Acorn Flour and Oat Flour Pie Crust
Prep time
Total time
Give your pies a makeover in taste and nutrition by using acorn flour and oat flour. This sweet pie crust recipe is easy to prepare and tastes fantastic too!
Recipe type: Pie, Baking, Gluten Free, Starch free, Wheat free
Cuisine: International, American
Serves: 2
  • 40 gm acorn flour
  • 100 gm whole grain oat flour (see notes)
  • large pinch fine sea salt
  • large pinch white or brown sugar (see notes)
  • 40 gm cold unsalted butter (can use grass fed butter if desired)
  • 2 tbsp buttermilk
  1. Mix acorn flour, oat flour, salt and sugar until well combine. Using a pastry cutter or fork, cut in the butter, next, and 1 tbsp at a time, add the buttermilk. Use your hands to distribute the butter and milk until the dough comes together. Don't worry about over mixing as neither of these flours contain gluten. Form a ball, wrap with plastic wrap and place in the refrigerator for 10 minutes.
  2. You will not be able to roll out this pie crust, it is very fragile and breaks easily; it has to be pushed into the molds. I advise you to butter the pie or tart moulds to help release the pie/tart easier. Simply use your fingers to push and shape into the mold, fill with filling and bake accordingly.
- This recipe makes enough for two small pies sized 5.5 inches or 14 centimeters.

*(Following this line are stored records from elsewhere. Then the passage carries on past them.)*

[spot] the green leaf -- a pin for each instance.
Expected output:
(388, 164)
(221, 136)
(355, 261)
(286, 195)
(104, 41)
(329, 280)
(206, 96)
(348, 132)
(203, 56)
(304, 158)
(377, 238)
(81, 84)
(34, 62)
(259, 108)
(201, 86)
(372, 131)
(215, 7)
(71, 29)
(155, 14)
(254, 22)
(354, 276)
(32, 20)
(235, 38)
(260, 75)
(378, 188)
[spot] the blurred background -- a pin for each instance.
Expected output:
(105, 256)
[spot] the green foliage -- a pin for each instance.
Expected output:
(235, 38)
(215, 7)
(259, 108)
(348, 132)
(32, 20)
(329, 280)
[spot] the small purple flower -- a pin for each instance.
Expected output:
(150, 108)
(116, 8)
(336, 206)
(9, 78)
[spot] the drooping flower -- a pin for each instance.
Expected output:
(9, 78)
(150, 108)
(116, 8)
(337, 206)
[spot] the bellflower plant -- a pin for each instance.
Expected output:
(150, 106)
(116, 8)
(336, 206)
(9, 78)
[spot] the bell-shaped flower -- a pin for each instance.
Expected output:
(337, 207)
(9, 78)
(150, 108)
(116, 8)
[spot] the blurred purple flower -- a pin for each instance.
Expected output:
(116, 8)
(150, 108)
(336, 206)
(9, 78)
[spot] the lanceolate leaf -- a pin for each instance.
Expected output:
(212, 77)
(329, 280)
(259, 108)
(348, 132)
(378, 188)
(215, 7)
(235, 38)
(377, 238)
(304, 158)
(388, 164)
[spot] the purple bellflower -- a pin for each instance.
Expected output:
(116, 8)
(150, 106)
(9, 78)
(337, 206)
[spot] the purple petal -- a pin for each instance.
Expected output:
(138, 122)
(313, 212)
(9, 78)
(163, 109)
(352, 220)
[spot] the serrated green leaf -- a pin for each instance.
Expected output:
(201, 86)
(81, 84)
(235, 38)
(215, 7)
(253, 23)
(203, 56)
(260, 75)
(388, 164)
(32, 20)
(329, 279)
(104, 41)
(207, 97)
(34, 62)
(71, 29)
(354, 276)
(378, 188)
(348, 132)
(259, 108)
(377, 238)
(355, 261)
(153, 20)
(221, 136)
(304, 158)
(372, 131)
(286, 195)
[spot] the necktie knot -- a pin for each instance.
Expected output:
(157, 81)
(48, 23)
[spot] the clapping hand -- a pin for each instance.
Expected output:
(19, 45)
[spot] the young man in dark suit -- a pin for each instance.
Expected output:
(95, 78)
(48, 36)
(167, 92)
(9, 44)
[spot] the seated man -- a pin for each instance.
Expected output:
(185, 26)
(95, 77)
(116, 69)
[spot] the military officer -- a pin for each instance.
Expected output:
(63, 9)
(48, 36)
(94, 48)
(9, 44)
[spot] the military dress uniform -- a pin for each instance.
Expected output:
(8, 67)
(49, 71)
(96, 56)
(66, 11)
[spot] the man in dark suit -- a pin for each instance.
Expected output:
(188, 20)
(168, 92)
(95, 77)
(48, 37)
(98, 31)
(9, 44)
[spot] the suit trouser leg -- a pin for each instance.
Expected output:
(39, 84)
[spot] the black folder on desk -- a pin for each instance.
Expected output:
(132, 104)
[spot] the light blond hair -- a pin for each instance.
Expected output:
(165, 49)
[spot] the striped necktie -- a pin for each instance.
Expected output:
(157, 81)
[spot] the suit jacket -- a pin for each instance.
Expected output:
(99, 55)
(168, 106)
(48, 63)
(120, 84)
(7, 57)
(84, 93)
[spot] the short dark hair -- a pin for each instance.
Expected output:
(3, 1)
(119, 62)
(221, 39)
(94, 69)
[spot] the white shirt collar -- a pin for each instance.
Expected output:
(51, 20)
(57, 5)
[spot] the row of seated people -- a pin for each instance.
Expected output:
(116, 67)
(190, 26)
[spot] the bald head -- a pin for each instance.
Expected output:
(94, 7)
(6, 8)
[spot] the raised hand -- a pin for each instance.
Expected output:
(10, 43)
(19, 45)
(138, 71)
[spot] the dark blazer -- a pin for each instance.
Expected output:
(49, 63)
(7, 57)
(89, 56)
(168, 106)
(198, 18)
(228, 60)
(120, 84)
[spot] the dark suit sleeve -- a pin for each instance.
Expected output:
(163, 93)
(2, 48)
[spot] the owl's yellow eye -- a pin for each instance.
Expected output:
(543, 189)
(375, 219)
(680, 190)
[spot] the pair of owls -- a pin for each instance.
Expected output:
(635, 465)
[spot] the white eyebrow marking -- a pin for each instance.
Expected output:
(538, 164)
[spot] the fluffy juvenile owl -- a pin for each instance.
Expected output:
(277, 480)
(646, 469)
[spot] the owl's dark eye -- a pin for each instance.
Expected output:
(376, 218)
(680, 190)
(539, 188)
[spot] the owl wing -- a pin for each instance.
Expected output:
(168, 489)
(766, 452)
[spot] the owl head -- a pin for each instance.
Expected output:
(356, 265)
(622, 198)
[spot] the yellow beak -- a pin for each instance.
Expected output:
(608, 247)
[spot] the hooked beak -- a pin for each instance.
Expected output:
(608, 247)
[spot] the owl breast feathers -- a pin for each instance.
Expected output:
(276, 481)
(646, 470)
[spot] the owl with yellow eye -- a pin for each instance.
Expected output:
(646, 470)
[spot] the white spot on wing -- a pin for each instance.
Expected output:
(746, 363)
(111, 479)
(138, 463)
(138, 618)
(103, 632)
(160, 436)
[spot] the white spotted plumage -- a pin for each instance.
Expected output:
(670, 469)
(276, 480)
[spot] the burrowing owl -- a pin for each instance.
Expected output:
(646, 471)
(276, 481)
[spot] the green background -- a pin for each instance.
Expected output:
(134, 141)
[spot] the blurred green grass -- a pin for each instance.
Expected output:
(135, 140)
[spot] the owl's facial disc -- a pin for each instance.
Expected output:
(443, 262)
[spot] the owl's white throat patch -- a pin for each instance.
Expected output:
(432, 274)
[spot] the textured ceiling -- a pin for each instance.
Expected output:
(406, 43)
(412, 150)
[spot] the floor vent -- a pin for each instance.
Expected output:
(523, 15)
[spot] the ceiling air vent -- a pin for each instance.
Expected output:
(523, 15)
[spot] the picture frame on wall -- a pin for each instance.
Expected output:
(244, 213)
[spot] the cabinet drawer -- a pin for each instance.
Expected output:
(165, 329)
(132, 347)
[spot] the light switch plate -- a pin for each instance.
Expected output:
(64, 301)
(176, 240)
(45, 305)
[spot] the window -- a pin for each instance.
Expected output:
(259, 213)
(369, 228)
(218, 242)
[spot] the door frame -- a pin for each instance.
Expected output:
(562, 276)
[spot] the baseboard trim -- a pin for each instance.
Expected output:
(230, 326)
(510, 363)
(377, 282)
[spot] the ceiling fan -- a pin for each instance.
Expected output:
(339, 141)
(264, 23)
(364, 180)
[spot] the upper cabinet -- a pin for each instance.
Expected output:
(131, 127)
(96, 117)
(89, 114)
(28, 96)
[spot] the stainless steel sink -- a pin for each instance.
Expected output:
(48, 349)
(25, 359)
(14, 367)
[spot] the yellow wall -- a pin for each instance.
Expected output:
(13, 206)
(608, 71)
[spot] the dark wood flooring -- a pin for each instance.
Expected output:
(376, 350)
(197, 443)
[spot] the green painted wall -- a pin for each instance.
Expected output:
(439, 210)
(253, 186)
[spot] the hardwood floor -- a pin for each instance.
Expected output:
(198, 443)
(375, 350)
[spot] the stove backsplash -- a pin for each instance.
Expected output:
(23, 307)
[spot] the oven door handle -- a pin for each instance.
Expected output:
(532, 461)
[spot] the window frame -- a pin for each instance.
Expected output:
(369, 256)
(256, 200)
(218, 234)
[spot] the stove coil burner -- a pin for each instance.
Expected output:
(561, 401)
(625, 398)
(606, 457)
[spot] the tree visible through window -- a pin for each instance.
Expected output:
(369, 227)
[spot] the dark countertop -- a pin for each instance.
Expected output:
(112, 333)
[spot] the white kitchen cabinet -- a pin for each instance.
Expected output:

- If you are allergic to wheat or gluten then it is imperative that the flours be certified both wheat and gluten free. Though both flours are naturally wheat and gluten free, if processed in wheat factories they may become contaminated. (Whole grain and GF oat flour can be purchased here.)

- After you've mixed all of the ingredients give the mixture a taste. The acorn might need a little more sweetness -- I've never needed more than 1 tbsp of sugar.

- You may play around with the acorn to oat flour ratio, but be warned that too much (or 100%) acorn will not bind together and there is also a possibility of a bitter taste.

- To make this a vegan pie crust substitute the butter for unsalted vegetable fat or coconut oil, and the buttermilk for a vegan milk of choice with a high fat content or thick consistency.